Bij uitspraak op bezwaar, gedagtekend 7 augustus 2019 (het bestreden besluit), heeft verweerder het bezwaar gegrond verklaard. Verweerder heeft daarbij de waarde verminderd tot € 120.000,- en aan eiser een proceskostenvergoeding toegekend van € 510,60 (1 punt voor het bezwaarschrift en 1 punt voor de hoorzitting, met een waarde van € 254,- per punt en wegingsfactor 1 alsmede € 2,60 voor kadastraal uittreksel). Verweerder heeft besloten dat het door eiser ingediende taxatierapport niet voor vergoeding in aanmerking komt.

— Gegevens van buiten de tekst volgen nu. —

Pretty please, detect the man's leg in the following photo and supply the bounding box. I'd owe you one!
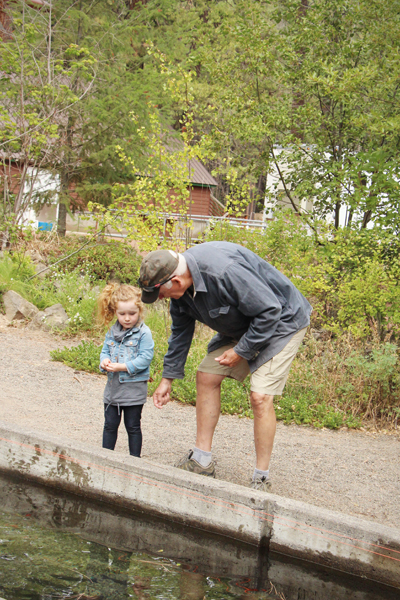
[196,371,225,452]
[250,392,276,471]
[175,371,225,477]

Eiser heeft beroep ingesteld tegen het bestreden besluit.
Eiser is verschenen bij [naam persoon 1] , kantoorgenoot van zijn gemachtigde.
Verweerder heeft zich laten vertegenwoordigen door zijn gemachtigde, vergezeld van [naam persoon 2] .
Overwegingen
1. In de bezwaarfase heeft eiser een door [naam taxateur 1] uitgevoerde taxatie en een door [naam taxateur 2] uitgewerkt taxatierapport van 14 juni 2019 (het taxatierapport) ingediend.
2. Eiser kan zich niet verenigen met de door verweerder voor de bezwaarfase toegekende proceskostenvergoeding, voorzover daarin vergoeding van het taxatierapport is uitgebleven. Volgens eiser moet dat vergoed worden, en wel voor een bedrag van € 128,26 (2 uur tegen een uurtarief van € 53,- en in totaal € 22,26 aan BTW).
3. Verweerder heeft zich op het standpunt gesteld dat zowel het inschakelen van de taxateur als de kosten van het taxatierapport de redelijkheidstoets niet kunnen doorstaan. Verweerder acht het door eiser ingediende taxatierapport kwalitatief onder de maat. Het rapport is niet onafhankelijk opgesteld. Daarnaast beschikt de taxateur over onvoldoende kwalificaties om een dergelijk rapport op te stellen.
4. Op grond van artikel 7:15, eerste lid, van de Algemene wet bestuursrecht (hierna: Awb) bestaat recht op vergoeding door het bestuursorgaan van kosten die de belanghebbende in verband met de behandeling van zijn bezwaar redelijkerwijs heeft moeten maken. Met de woorden “redelijkerwijs heeft moeten maken” is bedoeld dat de kosten redelijkerwijs gemaakt moeten zijn, maar ook dat de hoogte van die kosten redelijk is (de dubbele redelijkheidstoets). In het vierde lid van dit artikel is bepaald dat bij algemene maatregel van bestuur nadere regels worden gesteld over de kosten waarop de vergoeding uitsluitend betrekking kan hebben en over de wijze waarop het bedrag van de kosten wordt vastgesteld. Deze regels zijn vastgelegd in het Besluit proceskosten bestuursrecht (hierna: Bpb).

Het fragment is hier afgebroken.